The HRT Beat | Tech Blog

Building a Distributed Filesystem for Scalable Research

Written

Topic

Published

Aug 19, 2025

The ability to store and analyze vast amounts of data is table stakes for an algorithmic trading firm like HRT. Some of our storage requirements weren’t well met by existing solutions, so we decided to build and operate our own distributed filesystem, called Blobby.

Why?

HRT ingests a large amount of data. Algo researchers then use the data to develop and test their ideas, and these ideas can turn into trading strategies. Large-scale data is core to our business.

Much of HRT’s infrastructure resides on-premises. We have historically relied on a mix of storage solutions, such as Lustre, NFS filers, and various open-source engineered in house options. These have supported our workloads in the past, but as HRT’s storage needs have grown, we’ve hit significant limitations:

Cost. Purchasing storage appliances from third-party vendors is expensive when storing hundreds of petabytes of data.
Scale. At the scale we are building, HRT would be one of the largest users of open-source storage systems such as Ceph or Lustre.
Scalability. Scaling our existing storage solutions has often been cumbersome, and in some cases, outright impossible. We wanted a system that can scale with minimal operational or user burden simply by adding commodity hardware.
Multi-tenancy. HRT is home to many different teams and researchers with different workflows.
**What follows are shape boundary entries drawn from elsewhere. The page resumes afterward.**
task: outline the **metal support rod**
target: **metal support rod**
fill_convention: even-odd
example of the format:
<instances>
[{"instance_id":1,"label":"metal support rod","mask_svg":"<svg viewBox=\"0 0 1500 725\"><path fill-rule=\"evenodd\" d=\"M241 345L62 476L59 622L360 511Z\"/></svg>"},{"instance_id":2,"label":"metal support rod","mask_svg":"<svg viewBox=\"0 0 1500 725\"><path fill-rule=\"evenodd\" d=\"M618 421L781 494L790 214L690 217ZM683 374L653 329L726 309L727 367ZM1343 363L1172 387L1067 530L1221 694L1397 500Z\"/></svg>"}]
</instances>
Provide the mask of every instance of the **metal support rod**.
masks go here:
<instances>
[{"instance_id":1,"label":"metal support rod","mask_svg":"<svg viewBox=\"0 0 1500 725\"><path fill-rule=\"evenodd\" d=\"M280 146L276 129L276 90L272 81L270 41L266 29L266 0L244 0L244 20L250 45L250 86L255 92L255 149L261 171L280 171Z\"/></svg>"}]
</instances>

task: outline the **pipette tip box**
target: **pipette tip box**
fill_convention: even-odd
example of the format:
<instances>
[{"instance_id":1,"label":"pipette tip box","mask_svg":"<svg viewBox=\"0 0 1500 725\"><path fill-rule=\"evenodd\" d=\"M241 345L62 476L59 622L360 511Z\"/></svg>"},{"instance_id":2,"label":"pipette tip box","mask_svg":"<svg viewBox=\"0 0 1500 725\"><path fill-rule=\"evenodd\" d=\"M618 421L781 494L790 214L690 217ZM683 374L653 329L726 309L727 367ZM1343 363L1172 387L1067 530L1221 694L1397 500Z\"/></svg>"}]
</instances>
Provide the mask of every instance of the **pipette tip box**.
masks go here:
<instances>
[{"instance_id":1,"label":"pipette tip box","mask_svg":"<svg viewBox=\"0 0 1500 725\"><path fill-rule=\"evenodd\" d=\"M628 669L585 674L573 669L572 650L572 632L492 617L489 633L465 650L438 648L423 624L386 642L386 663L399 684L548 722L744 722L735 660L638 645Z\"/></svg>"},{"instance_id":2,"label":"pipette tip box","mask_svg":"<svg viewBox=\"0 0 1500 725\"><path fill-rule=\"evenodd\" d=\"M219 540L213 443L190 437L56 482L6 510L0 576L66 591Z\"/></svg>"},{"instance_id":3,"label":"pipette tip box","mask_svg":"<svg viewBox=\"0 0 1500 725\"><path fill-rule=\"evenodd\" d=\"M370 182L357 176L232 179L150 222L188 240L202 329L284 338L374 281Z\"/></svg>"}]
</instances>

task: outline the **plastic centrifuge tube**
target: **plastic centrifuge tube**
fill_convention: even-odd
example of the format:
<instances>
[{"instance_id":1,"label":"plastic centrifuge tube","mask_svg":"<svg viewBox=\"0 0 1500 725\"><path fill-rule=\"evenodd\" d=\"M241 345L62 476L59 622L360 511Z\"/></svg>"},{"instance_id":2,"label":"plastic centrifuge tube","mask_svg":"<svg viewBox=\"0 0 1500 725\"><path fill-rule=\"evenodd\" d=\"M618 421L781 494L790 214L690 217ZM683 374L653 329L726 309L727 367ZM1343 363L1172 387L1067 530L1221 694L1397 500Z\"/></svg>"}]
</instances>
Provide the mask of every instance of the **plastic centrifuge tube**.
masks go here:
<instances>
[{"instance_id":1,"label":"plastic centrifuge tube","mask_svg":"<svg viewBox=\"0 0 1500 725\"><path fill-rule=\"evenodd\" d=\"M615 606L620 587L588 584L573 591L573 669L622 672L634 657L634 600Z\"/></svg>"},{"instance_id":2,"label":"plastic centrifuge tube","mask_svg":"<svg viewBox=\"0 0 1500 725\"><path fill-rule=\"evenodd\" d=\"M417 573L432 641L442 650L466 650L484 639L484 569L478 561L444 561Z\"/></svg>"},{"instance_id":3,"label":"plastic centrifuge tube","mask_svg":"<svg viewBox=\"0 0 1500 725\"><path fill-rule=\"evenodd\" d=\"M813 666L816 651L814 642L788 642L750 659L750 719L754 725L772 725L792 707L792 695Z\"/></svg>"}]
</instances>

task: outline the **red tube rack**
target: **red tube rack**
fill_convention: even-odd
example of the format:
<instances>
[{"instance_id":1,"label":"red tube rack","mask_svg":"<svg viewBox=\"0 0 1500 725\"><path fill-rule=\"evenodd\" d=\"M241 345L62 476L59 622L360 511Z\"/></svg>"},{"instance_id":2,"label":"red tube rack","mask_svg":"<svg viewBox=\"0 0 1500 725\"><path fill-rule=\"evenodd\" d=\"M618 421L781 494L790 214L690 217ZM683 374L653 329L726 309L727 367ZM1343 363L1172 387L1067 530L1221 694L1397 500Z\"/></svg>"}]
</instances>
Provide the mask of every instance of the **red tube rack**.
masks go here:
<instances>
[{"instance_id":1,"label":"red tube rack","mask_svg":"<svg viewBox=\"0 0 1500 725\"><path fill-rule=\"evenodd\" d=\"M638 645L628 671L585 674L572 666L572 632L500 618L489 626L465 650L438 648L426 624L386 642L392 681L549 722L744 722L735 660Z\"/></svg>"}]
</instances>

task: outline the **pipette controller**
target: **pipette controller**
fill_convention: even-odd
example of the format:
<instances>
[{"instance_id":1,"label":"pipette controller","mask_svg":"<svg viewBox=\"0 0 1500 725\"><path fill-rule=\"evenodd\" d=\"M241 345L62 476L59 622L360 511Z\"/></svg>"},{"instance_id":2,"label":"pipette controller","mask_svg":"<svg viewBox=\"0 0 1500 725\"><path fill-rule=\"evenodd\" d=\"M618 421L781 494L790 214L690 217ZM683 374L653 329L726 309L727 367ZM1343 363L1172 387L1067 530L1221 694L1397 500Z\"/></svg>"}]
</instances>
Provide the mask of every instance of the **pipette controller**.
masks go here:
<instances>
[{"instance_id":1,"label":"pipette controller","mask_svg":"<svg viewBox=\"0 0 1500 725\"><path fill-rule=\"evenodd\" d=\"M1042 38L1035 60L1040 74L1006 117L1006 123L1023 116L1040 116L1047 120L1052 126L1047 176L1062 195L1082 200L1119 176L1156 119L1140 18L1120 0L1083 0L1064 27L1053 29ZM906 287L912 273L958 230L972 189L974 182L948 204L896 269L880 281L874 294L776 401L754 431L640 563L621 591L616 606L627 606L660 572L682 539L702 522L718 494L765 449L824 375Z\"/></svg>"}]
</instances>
These users need to be able to run experiments and train models without being disrupted by each other. Historically, we’ve dealt with noisy neighbors by limiting the concurrency of their jobs and in extreme cases allocating them their own isolated storage system. While partitioning resources is effective at isolation, it has led to stranded storage capacity and bandwidth, racking up considerable extra costs and operational overhead.
Control. Owning the entire storage stack gives us full control to prioritize the properties that matter most to HRT. We can design the system to specifically meet the needs of our workloads, as well as fix issues in a timely manner instead of going through lengthy third-party debugging/fixing loops.

To overcome these limitations, we decided to build Blobby, our distributed filesystem. We are not the only ones to have taken this path: DeepSeek has 3FS, Meta has Tectonic, Google has Colossus.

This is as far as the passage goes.